Wie reagiert Volkswagen auf die wachsende Nachfrage nach umweltfreundlicher Mobilität in China?

„Es gibt klare Vorgaben und Flottenverbrauchsziele in China, an denen wir uns messen lassen. Die Vorgaben in China sind dabei vordergründig weniger streng als in Europa, aber man muss sie ohne den verbrauchseffizienten Diesel-Motor erfüllen. Darum arbeiten wir in China auch sehr intensiv mit der gesamten Palette unserer BlueMotion-Technologien. Und deshalb gehen wir auch im Bereich der Elektromobilität in China nicht vom Gas.“

Welche Strategie verfolgt der Volkswagen Konzern in Sachen E-Mobilität?

„Wir werden für China Elektrofahrzeuge – importierte und lokal produzierte Plug in-Hybride anbieten. Im Rahmen unserer speziell auf den chinesischen Markt zugeschnittenen E-Strategie planen wir, ab 2014/2015 Elektrofahrzeuge in China zu produzieren. Die erste E-Testflotte der Marke Volkswagen Pkw ist in Peking an den Start gegangen und erfolgreich im Land unterwegs.

Ein kurzer Blick auf die Konzernproduktpalette: Seat importiert derzeit seine Modelle. Ist es denkbar, dass Seat auch vor Ort produzieren wird?
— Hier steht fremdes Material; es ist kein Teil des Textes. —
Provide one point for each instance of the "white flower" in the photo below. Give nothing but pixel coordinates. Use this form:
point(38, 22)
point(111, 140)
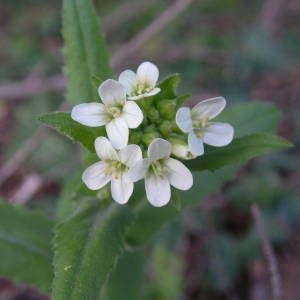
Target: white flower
point(115, 113)
point(142, 83)
point(196, 123)
point(113, 168)
point(160, 171)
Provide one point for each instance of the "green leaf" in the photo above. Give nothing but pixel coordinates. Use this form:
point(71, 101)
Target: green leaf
point(251, 117)
point(126, 280)
point(240, 150)
point(182, 99)
point(148, 219)
point(86, 249)
point(25, 246)
point(64, 124)
point(84, 51)
point(96, 81)
point(168, 87)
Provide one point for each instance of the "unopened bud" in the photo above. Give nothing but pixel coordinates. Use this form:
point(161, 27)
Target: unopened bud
point(135, 137)
point(167, 109)
point(180, 148)
point(153, 115)
point(166, 128)
point(149, 137)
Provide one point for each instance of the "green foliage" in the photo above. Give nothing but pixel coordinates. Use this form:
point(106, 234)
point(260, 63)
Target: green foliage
point(84, 51)
point(86, 247)
point(64, 124)
point(168, 87)
point(125, 282)
point(148, 219)
point(25, 248)
point(239, 150)
point(251, 117)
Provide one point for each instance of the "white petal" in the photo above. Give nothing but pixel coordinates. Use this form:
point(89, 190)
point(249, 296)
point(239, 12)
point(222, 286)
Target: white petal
point(121, 189)
point(112, 92)
point(139, 170)
point(157, 190)
point(149, 72)
point(209, 108)
point(132, 114)
point(158, 149)
point(128, 78)
point(182, 152)
point(183, 119)
point(89, 114)
point(104, 149)
point(117, 131)
point(130, 155)
point(94, 176)
point(195, 144)
point(218, 134)
point(179, 175)
point(151, 93)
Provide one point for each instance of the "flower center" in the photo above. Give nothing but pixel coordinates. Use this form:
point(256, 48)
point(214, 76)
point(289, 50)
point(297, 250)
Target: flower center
point(115, 168)
point(114, 111)
point(199, 125)
point(141, 87)
point(159, 169)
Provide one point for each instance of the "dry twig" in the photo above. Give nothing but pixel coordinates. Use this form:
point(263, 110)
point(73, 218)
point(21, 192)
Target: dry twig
point(57, 83)
point(268, 17)
point(268, 252)
point(151, 30)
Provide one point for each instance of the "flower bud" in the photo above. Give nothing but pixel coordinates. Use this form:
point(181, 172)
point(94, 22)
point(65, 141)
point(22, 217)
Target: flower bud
point(180, 148)
point(167, 109)
point(153, 114)
point(166, 128)
point(135, 137)
point(149, 137)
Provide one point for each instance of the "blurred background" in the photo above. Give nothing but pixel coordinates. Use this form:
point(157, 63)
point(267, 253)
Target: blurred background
point(241, 49)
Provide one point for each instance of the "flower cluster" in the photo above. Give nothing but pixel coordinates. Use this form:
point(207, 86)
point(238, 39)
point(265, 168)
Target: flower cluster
point(157, 130)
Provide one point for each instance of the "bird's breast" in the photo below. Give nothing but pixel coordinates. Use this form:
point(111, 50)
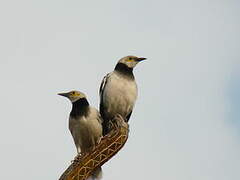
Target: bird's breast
point(120, 95)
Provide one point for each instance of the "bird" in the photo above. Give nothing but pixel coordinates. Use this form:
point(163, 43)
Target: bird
point(118, 91)
point(85, 125)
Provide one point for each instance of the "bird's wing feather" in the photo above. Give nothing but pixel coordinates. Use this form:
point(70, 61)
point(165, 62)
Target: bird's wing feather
point(101, 108)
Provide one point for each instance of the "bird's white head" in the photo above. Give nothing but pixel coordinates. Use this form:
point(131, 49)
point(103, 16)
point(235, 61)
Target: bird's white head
point(131, 61)
point(73, 95)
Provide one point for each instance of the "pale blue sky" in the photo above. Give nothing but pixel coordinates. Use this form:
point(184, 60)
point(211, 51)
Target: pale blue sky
point(185, 124)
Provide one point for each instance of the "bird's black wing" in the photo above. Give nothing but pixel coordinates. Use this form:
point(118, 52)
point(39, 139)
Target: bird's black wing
point(101, 107)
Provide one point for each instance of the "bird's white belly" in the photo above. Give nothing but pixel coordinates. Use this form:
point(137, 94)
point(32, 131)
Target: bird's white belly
point(120, 96)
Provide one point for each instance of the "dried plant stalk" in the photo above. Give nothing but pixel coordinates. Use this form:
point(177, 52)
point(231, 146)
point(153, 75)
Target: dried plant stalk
point(84, 164)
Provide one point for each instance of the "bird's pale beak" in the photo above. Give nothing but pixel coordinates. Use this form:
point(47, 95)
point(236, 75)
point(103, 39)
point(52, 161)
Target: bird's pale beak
point(63, 94)
point(141, 59)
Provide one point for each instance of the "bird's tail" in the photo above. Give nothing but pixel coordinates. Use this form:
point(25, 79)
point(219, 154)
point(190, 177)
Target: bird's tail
point(96, 175)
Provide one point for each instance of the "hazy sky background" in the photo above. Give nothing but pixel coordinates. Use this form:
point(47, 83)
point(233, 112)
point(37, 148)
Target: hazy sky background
point(186, 123)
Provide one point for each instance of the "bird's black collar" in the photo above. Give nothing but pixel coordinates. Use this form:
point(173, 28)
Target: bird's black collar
point(80, 108)
point(124, 69)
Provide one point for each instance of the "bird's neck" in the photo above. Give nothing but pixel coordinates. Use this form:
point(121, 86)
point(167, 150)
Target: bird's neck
point(125, 70)
point(80, 108)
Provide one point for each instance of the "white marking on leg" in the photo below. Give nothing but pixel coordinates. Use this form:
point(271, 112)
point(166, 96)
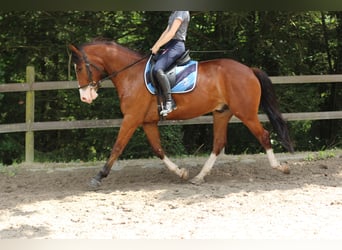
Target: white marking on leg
point(271, 158)
point(182, 173)
point(198, 179)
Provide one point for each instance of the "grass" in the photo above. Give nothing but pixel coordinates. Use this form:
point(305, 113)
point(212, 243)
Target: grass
point(320, 155)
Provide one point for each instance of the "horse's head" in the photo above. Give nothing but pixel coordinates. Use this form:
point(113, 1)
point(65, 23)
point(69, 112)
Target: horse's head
point(88, 74)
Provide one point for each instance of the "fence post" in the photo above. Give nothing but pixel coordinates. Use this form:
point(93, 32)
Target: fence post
point(29, 136)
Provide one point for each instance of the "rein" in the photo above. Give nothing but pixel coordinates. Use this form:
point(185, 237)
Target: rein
point(94, 84)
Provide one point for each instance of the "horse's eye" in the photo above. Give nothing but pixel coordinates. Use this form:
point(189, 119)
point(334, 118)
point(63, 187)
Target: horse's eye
point(77, 68)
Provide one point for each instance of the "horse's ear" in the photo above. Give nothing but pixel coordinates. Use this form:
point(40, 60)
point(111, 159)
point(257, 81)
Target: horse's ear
point(74, 49)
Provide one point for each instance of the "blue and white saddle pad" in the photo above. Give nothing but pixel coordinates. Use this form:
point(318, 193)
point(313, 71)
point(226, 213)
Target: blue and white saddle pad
point(186, 76)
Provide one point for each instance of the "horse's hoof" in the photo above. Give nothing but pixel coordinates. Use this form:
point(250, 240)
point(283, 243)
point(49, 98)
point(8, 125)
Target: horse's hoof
point(184, 174)
point(94, 183)
point(283, 168)
point(197, 181)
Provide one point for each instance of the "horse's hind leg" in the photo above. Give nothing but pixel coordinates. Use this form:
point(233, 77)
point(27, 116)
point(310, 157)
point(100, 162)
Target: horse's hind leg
point(263, 137)
point(221, 120)
point(153, 136)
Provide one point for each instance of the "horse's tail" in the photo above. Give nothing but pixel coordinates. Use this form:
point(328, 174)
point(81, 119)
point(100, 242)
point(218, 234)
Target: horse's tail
point(270, 106)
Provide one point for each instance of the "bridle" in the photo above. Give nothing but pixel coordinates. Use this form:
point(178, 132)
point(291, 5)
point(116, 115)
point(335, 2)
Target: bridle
point(97, 84)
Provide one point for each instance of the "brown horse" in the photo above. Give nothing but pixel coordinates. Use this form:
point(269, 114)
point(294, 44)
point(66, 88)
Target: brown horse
point(224, 88)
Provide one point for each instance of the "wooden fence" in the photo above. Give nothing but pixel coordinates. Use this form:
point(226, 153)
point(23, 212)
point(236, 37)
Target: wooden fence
point(31, 86)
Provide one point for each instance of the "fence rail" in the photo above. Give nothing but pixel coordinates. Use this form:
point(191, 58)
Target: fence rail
point(29, 127)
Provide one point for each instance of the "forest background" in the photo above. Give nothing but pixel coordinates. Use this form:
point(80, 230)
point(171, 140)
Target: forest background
point(280, 42)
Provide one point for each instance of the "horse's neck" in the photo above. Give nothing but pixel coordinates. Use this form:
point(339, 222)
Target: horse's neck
point(119, 58)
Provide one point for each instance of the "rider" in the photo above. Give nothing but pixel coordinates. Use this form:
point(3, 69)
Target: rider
point(173, 42)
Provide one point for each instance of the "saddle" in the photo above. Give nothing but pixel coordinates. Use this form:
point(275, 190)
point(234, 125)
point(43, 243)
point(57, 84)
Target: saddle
point(170, 71)
point(182, 74)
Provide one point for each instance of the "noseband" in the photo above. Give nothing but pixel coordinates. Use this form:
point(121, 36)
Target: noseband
point(97, 84)
point(91, 82)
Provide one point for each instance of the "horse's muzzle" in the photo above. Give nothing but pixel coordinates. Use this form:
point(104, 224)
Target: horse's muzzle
point(88, 94)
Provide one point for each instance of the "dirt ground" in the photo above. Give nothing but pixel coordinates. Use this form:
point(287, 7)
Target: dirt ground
point(243, 198)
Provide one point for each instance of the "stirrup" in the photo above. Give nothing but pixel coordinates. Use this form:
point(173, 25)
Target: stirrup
point(169, 107)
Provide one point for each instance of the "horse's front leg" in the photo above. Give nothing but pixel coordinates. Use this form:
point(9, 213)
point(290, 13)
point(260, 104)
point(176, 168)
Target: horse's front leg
point(128, 126)
point(153, 136)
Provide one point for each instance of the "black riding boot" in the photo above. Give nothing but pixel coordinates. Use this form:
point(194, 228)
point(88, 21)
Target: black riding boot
point(163, 81)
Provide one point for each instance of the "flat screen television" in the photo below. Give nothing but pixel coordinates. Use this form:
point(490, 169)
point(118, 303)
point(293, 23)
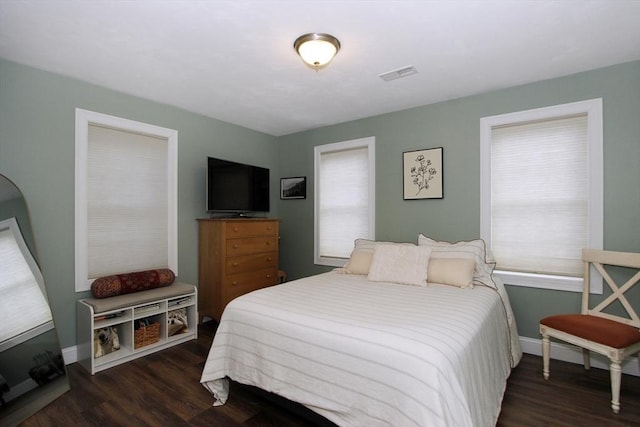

„Der chinesische Automobilmarkt wird immer vielfältiger und bietet damit eine großartige Gelegenheit für Seat, mit seinen designorientierten, sportlichen Modellen neue Käuferschichten in China zu erschließen. Seat befindet sich seit diesem Frühjahr in der Markteinführungsphase. Die ersten Fahrzeuge wurden bereits an Kunden ausgeliefert.“

Wie wollen Sie SEAT neben Škoda in China positionieren?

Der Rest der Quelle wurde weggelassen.